Kami saling menceritakan aktivitas kami masing-masing. Terakhir kutahu, dia
adalah penyanyi. Dan terakhir kuberi tahu aku adalah penyair. Pertama ia bilang
arti namanya adalah Putri dari Raja Minos dalam Mitologi Yunani kuno. Dan pertama
pula ku bilang arti namaku adalah Dewa Penghargaan. Dan tibalah obrolan kami
menyentuh urat sensitif semua orang. Hati.
Ia
baru saja putus dengan mantannya. Namanya Agniprava. Awalnya aku memang ingin
tahu, tipe pria yang ia sukai seperti apa. Namun lama kelamaan, Ariadna selalu
membahas Agniprava.
“Agniprava
inilah... Agniprava itulah.. Agniprava bisa... Agniprava blablabla...”
Sebenarnya
aku malas menanggapinya, entah tanpa sadar aku mempunyai imun untuk
melewatinya.
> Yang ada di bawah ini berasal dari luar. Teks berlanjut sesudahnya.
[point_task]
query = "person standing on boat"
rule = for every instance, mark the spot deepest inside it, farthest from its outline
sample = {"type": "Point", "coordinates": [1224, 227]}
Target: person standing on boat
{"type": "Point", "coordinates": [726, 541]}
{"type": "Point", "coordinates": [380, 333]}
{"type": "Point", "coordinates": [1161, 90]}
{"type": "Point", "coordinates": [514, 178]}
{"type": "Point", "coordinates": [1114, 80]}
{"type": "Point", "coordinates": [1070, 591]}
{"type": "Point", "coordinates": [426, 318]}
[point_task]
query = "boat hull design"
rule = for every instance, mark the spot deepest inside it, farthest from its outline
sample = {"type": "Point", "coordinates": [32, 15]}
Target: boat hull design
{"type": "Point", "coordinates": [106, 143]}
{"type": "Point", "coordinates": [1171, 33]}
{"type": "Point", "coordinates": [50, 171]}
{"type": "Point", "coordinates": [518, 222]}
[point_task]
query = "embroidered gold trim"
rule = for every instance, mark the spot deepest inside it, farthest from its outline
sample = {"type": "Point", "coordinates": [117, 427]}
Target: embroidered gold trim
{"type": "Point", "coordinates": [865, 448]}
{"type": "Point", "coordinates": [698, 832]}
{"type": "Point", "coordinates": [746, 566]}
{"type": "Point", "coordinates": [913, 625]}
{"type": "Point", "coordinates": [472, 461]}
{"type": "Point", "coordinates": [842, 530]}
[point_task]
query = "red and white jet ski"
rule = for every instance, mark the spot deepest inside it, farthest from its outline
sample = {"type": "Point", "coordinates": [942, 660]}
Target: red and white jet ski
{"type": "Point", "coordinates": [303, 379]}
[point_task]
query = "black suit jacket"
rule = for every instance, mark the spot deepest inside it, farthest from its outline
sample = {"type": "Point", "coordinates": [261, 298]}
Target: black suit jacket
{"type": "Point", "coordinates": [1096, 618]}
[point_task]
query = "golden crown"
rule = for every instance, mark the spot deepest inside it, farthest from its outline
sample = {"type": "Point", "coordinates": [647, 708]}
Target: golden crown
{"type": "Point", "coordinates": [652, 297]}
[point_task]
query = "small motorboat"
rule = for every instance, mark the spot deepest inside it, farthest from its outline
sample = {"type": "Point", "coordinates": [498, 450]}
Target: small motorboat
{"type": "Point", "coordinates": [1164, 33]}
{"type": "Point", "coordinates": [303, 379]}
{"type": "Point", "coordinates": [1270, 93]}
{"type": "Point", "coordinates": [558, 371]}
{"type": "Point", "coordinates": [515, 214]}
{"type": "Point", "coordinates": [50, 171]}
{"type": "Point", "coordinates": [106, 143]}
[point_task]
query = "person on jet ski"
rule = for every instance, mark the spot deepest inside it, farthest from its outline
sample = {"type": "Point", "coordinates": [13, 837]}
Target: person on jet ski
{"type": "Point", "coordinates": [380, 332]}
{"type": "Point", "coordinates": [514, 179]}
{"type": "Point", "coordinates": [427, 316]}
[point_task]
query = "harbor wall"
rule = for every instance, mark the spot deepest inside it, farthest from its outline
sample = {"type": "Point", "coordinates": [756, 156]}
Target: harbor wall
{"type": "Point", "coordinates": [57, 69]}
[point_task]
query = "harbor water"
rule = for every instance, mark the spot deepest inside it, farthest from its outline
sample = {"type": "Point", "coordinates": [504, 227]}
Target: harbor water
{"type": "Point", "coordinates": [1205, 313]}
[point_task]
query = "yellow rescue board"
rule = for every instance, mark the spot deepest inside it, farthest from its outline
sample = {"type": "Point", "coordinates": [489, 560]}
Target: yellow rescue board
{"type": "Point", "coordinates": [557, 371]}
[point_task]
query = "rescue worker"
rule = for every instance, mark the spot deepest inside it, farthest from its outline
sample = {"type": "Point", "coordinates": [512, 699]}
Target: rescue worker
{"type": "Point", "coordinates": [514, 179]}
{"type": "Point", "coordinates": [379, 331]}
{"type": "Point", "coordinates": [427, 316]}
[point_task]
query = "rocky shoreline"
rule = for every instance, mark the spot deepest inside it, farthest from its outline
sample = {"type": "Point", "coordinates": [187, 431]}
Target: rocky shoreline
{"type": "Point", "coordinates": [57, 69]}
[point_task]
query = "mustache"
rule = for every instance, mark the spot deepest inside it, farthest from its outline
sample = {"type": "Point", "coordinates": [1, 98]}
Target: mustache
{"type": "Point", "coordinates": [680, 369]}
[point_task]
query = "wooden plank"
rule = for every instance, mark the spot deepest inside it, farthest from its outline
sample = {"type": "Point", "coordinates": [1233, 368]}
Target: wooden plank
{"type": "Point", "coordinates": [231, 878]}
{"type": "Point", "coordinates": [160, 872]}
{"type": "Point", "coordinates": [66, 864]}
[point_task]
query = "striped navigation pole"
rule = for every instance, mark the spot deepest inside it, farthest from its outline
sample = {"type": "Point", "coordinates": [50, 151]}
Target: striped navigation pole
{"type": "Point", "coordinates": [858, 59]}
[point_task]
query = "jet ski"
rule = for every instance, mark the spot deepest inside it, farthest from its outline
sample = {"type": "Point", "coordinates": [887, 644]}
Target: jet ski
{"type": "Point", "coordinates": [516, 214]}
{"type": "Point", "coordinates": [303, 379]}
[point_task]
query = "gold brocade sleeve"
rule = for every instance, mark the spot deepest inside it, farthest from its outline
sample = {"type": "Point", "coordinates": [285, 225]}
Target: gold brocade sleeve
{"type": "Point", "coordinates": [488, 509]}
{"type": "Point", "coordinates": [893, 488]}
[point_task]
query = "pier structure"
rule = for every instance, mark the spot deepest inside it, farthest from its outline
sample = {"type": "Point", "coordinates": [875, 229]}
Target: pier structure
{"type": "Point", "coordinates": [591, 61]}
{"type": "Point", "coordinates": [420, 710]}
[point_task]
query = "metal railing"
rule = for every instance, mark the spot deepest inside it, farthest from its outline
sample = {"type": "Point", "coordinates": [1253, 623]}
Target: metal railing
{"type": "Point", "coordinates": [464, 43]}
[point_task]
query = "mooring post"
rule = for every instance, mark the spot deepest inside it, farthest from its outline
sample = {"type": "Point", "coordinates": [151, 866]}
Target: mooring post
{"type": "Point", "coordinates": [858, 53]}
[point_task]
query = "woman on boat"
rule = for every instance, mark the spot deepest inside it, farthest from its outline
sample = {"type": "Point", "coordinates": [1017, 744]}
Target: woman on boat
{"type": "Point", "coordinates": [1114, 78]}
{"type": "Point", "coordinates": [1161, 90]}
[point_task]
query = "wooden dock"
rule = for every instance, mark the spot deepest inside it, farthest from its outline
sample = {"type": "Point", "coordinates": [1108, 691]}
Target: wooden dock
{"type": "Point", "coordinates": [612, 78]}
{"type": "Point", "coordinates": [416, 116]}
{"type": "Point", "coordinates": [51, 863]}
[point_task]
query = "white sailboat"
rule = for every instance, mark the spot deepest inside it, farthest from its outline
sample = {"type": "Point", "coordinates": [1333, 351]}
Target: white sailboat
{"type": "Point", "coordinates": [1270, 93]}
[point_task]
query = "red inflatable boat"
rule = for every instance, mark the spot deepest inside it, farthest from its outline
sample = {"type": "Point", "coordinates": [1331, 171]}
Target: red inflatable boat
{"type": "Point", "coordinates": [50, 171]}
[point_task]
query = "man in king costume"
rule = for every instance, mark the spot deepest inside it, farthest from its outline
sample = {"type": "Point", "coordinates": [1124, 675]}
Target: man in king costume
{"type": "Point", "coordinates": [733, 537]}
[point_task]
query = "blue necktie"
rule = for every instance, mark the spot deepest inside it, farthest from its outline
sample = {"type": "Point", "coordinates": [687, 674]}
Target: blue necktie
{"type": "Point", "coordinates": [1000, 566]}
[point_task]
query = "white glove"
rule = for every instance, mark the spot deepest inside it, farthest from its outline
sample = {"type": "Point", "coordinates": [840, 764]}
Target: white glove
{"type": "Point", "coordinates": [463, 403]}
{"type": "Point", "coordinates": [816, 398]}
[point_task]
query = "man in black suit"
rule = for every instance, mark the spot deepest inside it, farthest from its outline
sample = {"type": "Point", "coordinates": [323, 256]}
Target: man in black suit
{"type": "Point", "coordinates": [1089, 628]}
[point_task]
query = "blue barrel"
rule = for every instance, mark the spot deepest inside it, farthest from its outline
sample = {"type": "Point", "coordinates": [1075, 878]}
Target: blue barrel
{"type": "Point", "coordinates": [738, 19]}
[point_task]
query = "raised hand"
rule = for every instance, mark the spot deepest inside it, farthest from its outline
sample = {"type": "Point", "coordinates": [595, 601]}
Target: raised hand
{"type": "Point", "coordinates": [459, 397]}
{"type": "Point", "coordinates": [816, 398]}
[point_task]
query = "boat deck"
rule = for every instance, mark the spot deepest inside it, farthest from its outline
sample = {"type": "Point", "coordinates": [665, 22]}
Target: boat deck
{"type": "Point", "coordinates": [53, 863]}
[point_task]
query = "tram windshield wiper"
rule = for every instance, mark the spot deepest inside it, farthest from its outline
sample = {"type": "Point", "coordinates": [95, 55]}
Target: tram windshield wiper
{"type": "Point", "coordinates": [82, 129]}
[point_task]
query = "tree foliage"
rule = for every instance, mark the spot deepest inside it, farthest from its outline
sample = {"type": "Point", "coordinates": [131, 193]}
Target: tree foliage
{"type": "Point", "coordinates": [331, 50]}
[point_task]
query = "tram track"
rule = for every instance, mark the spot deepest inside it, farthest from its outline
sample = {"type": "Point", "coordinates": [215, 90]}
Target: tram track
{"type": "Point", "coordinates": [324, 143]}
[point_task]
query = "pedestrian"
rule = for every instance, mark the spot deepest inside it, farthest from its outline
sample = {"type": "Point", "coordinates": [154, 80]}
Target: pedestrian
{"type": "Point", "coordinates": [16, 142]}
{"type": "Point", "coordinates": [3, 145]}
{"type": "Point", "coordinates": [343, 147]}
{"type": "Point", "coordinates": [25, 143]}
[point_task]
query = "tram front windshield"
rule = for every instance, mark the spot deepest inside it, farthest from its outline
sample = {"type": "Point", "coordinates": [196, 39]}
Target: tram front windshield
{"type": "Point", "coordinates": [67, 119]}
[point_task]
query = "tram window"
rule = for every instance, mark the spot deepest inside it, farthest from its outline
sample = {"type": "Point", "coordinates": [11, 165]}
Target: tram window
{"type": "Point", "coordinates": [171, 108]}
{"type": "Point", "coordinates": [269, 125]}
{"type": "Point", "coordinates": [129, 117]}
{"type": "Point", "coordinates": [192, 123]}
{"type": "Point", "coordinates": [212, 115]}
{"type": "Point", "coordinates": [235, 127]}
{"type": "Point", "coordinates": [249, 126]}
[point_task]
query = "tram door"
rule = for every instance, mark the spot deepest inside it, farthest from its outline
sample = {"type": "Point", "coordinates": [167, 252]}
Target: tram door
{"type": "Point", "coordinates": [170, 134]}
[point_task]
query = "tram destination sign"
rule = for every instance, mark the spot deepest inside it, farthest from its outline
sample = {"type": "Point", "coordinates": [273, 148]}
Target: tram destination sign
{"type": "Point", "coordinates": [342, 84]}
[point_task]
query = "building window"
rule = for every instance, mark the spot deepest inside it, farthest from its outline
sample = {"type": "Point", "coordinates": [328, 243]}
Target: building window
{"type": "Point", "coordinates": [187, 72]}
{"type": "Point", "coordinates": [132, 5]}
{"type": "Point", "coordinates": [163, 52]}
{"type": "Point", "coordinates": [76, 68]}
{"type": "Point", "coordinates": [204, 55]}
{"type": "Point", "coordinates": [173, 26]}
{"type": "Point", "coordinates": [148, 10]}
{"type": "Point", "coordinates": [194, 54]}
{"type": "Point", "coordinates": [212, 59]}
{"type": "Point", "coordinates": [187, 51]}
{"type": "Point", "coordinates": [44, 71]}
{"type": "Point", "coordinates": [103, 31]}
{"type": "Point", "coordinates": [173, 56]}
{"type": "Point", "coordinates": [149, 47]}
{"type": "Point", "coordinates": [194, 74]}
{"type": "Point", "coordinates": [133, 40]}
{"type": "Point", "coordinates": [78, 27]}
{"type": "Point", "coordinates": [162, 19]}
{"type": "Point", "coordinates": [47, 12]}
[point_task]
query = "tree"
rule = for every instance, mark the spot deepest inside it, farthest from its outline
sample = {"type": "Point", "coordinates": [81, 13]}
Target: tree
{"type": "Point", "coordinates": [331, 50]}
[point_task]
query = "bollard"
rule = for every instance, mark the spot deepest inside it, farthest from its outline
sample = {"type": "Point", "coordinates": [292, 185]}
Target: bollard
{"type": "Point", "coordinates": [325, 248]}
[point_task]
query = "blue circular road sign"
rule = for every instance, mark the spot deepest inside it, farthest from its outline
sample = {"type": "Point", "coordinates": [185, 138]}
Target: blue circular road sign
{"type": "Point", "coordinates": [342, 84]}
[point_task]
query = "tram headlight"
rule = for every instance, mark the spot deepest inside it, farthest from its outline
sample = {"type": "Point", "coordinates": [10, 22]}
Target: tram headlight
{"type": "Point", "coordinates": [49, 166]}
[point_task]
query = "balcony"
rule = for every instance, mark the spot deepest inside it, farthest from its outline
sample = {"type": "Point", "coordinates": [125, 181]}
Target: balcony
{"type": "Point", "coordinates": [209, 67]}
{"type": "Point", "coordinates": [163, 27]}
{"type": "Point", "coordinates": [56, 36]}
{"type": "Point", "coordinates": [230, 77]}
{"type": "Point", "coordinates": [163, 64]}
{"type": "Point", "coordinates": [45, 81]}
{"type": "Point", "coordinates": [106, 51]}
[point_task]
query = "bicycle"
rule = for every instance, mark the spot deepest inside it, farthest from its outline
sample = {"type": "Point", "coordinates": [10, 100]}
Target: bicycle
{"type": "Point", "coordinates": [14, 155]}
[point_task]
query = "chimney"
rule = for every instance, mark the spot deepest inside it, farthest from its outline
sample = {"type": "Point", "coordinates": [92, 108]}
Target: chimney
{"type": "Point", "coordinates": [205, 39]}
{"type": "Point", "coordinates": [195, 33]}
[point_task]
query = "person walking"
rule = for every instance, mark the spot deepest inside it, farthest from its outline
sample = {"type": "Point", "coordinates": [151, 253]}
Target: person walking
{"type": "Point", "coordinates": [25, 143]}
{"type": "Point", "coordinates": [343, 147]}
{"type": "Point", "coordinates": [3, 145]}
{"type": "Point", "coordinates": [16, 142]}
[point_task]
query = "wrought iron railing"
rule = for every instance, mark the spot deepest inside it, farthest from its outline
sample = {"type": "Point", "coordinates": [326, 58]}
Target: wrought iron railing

Jam sudah menunjukan pukul 06.25AM mata kami tak lagi bisa
berkompromi, meski hati ini selalu mengajak berunding. Akhirnya kami menyudahi chatting-an yang membuat candu itu. Sebelum
aku terlelap ada sedikit kecemasan dalam hatiku. Tidak, bukan sedikit melainkan
banyak. Aku terlalu cemas. Aku takut kehilanganya, aku terlalu nyaman
dengannya. Namun aku juga khawatir dia selalu membicarakan mantannya. Entahlah,
cemburu namun belum pantas cemburu itu bersarang dalam hati.
Aku
terlalu takut dengan pengalamanku. Tak mudah aku jatuh cinta. Namun dia
sepertinya membuat ‘susah’ itu menjadi sangat mudah. Apakah yang membuat dia
berbeda dengan yang lainnya? Sejenak aku berfikir. Dan aku tak menemukan
perbedaan yang berarti. Hanya saja hati ini yang membuat perbedaan itu sendiri.
Ingin sekali kujatuhkan jangkar tepat dihatinya agar aku tak berlayar lagi. Namun
tetap saja ada keraguan yang menimpa dibalik kendali nahkoda ini. Badai pasti
ada, kapal pasti terguncang. Pertanyaannya, apakah jangkar ini mampu
menancapkan dan membuat kapal berhenti berlayar walau badai menerpa?
Sekali
lagi aku pejamkan mataku dan aku berdoa pada Aprodhite....
1
Aether, Ananke, Fanes: Dewa Athmosfer, Dewi Kebutuhan, Dewa penciptaan
2 Aprhodite:
Dewi Cinta dan Nafsu.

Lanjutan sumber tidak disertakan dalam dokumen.